Tiago Oom, diretor da REDUNIQ, refere que “apesar de a pandemia ter feito cair a atividade turística, os dados registados em 2021 foram bastantes animadores, com Portugal a entrar, em 2022, numa nova fase de crescimento”.

Perante este cenário, e para “apoiar o setor do turismo tanto do lado dos negócios, como do cliente”, a REDUNIQ disponibiliza esta solução, proporcionando uma “maior transparência no momento do pagamento, em que o cliente internacional pode pagar na sua moeda de origem e, inclusivamente, emitir o pedido Tax Free diretamente no terminal REDUNIQ Smart, sem recorrer aos formulários em papel”, saliente Tiago Oom.

A funcionalidade de conversão de moeda, o DCC, permite aos negócios dar a possibilidade aos clientes internacionais de optarem por pagamentos por cartão em euros ou na sua moeda de origem. Entre as vantagens desta solução está a possibilidade de o cliente escolher a moeda em que quer pagar, a transparência na conversão da moeda para a tomada de decisão e a certeza do valor a pagar, o que permite um maior controlo dos gastos realizados em viagem, bem como uma potencial poupança nas taxas de câmbio para o cliente, além dos ganhos adicionais para o negócio, dado que a REDUNIQ partilha o markup (receita gerada por esta solução) com o negócio.
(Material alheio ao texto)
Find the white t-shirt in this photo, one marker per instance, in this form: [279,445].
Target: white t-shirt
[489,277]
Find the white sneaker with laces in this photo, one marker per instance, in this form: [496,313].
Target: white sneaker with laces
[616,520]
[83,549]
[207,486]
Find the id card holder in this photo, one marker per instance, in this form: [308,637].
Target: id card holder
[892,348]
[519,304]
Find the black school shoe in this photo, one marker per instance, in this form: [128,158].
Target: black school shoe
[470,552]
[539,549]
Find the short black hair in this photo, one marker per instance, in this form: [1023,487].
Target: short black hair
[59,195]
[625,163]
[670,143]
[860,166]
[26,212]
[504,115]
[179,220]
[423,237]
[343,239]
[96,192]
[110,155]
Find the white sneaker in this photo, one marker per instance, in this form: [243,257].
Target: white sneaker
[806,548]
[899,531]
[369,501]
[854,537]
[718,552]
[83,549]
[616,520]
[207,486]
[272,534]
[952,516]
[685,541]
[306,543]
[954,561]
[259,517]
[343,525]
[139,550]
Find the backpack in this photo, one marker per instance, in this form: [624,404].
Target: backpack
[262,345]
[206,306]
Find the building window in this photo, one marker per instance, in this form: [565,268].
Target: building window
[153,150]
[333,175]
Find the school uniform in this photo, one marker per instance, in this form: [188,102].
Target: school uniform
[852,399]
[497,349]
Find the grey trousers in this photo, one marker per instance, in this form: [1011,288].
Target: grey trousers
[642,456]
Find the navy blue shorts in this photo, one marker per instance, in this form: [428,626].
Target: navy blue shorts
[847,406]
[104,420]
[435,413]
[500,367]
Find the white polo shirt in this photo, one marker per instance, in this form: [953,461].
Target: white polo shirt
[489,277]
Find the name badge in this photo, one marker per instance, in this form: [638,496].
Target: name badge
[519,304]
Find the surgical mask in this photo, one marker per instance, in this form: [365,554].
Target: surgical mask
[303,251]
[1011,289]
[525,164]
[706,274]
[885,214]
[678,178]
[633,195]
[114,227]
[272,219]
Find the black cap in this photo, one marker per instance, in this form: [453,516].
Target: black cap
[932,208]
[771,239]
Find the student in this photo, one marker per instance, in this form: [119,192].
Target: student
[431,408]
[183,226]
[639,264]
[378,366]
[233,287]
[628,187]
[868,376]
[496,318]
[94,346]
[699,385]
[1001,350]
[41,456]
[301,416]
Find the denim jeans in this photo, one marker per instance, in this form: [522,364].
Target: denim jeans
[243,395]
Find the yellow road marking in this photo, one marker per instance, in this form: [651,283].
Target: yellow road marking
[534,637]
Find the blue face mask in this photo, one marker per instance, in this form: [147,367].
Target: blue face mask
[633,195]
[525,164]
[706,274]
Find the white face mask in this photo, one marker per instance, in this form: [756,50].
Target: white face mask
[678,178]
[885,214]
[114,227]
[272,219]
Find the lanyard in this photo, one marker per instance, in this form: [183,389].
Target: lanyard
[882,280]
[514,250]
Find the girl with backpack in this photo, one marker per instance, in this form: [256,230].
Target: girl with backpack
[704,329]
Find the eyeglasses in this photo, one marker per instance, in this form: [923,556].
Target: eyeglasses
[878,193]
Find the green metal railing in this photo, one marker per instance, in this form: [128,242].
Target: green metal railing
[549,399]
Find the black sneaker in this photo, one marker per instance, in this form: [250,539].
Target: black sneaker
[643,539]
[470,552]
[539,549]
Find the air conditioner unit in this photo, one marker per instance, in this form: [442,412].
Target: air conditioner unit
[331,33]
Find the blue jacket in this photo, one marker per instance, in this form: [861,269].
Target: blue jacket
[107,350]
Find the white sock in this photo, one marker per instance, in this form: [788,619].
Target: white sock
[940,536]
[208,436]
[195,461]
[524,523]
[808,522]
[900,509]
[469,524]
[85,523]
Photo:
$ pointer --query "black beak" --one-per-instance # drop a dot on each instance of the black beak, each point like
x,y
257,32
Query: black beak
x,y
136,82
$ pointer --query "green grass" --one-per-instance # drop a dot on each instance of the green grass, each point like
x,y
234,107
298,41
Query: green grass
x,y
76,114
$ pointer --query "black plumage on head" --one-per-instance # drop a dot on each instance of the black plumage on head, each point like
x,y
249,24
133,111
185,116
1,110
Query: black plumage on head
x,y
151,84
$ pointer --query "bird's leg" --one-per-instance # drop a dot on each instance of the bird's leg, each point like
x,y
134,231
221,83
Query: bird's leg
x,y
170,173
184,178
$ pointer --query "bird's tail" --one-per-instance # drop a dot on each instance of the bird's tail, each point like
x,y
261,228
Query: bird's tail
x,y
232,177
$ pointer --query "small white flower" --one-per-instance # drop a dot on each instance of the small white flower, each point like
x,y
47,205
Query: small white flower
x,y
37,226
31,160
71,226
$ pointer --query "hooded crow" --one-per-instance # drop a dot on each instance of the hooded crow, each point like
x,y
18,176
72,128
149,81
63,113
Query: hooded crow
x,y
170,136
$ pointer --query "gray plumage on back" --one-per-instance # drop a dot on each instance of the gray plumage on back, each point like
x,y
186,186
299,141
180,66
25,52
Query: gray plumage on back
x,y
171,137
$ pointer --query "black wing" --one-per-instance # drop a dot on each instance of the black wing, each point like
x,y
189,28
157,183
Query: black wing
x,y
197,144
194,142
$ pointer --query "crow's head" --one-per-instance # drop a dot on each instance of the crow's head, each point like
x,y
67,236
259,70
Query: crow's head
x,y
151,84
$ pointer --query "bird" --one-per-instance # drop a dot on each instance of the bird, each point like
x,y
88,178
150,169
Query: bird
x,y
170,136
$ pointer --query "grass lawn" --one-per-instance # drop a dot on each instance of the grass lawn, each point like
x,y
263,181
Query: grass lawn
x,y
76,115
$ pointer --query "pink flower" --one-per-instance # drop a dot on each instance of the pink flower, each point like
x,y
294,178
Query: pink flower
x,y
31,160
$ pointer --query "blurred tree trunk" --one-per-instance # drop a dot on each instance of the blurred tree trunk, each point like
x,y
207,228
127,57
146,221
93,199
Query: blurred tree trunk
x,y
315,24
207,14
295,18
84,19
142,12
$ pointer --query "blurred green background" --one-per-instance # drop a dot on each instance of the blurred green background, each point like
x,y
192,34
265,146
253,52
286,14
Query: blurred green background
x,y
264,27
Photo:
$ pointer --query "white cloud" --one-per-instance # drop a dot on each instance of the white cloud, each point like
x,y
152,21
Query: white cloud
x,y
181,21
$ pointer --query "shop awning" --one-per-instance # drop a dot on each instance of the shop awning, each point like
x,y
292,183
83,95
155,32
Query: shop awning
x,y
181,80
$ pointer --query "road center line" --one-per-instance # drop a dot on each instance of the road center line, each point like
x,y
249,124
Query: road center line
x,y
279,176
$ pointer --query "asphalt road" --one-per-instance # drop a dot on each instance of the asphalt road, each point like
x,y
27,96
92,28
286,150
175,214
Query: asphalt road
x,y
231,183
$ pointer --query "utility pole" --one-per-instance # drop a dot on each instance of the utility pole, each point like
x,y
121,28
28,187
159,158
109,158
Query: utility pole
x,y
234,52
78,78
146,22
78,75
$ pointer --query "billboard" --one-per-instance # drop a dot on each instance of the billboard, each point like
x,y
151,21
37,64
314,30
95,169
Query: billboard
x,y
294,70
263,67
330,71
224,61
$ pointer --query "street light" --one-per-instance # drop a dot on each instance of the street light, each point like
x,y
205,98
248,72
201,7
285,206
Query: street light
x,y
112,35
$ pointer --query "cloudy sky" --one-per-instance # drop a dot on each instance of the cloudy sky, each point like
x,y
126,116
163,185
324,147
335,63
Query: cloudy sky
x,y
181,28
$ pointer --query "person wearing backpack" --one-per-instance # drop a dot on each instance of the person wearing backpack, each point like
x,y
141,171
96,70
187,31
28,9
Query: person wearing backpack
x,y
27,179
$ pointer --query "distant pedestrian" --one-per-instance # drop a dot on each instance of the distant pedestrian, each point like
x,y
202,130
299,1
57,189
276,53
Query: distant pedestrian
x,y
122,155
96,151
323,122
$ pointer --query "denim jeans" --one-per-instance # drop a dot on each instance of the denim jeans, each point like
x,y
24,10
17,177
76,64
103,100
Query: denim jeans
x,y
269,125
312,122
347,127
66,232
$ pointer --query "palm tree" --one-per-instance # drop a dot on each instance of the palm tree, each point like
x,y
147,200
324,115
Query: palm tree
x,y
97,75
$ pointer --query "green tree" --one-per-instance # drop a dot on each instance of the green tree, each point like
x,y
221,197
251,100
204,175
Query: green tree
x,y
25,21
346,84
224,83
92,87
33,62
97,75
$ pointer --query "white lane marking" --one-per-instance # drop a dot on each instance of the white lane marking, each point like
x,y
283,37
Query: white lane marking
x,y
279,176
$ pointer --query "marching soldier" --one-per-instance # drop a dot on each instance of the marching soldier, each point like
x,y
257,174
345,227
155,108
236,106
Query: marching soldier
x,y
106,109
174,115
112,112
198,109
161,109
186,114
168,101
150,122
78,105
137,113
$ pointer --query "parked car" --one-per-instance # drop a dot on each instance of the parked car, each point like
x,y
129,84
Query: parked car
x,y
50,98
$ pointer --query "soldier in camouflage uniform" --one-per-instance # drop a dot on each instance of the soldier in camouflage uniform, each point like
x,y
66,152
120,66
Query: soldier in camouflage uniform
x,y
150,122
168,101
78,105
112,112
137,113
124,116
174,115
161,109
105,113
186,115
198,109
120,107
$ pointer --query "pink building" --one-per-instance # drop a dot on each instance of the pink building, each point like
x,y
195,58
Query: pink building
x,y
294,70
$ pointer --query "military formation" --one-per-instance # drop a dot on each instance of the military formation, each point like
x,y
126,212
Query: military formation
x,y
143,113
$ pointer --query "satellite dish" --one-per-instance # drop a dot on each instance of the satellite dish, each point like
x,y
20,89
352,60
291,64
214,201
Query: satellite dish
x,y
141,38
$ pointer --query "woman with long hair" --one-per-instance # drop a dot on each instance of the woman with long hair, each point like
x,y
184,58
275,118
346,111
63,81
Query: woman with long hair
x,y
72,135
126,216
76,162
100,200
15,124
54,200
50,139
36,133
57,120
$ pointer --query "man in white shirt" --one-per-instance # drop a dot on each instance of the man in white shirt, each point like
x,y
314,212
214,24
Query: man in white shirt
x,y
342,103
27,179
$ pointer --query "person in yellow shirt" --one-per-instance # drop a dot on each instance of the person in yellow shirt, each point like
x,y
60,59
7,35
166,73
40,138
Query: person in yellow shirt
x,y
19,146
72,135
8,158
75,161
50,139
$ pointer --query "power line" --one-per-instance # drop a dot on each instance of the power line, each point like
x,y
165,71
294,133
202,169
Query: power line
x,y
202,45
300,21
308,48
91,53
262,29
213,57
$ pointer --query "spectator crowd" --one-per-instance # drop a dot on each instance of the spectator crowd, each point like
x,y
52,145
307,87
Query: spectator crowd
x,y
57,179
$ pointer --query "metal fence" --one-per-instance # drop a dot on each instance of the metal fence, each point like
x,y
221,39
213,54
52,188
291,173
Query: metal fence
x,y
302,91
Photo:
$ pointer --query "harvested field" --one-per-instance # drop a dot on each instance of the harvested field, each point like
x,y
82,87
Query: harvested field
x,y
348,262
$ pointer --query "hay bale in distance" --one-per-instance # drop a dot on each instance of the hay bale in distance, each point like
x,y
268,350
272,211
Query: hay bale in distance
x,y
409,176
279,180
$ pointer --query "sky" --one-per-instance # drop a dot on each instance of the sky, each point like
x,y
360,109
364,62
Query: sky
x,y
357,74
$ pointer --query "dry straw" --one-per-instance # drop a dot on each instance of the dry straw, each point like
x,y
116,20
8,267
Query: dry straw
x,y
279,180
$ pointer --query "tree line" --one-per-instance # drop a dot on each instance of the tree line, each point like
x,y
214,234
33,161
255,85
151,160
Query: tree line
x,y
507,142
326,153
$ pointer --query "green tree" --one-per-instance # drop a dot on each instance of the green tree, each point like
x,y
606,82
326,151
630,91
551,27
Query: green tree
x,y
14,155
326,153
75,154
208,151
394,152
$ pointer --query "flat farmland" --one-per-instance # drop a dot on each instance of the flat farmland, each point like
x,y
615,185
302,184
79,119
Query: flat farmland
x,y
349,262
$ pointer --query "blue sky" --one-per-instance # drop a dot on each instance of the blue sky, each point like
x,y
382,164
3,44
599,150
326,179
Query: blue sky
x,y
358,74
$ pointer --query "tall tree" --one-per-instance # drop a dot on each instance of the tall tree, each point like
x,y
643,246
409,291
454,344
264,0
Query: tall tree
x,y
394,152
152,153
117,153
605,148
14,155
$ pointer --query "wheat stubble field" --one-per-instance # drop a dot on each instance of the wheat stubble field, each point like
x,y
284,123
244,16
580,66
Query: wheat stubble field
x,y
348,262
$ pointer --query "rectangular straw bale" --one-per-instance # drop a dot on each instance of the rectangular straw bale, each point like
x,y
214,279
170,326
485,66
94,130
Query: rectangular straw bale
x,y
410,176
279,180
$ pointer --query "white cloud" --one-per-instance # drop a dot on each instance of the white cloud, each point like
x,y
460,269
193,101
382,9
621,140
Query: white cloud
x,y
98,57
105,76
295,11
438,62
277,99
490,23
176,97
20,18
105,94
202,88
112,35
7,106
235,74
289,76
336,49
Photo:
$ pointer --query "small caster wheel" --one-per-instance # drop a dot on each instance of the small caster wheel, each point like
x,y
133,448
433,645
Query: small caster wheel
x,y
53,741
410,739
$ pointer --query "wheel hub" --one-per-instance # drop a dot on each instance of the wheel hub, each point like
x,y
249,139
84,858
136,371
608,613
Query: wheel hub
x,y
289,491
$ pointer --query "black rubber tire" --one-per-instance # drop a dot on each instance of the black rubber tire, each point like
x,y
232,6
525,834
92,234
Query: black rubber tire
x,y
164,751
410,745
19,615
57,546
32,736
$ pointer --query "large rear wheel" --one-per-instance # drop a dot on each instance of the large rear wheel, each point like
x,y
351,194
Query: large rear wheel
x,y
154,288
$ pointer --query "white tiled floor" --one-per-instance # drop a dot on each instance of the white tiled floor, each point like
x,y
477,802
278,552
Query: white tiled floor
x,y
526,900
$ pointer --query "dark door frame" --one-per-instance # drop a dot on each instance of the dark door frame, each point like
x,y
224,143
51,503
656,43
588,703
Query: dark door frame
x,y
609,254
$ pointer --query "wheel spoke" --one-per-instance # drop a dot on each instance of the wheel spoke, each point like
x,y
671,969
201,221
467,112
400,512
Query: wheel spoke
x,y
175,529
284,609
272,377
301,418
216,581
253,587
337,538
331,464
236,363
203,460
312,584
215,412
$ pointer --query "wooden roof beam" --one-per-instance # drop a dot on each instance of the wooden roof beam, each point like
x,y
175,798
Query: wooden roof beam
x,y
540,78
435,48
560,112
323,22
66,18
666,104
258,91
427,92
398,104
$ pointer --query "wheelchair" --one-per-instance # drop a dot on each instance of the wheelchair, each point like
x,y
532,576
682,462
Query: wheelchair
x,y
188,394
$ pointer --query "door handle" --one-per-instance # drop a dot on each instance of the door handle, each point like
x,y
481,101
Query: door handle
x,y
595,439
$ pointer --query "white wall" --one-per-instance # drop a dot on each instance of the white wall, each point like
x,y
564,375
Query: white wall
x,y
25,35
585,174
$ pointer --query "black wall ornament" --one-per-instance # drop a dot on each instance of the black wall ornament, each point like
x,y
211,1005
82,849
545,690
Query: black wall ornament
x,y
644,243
Adicionalmente, é disponibilizada agora a aplicação Tax Free no REDUNIQ Smart, um terminal totalmente móvel, digital e adaptável às especificidades de cada setor de atividade. Este terminal permite às empresas não só ter uma maior facilidade na gestão integrada dos seus negócios, como poupar tempo e recursos, através de aplicações móveis. A app do Tax Free possibilita a todos os turistas que visitam Portugal uma maior conveniência na experiência de compra e reembolso do Imposto de Valor Acrescentado (IVA).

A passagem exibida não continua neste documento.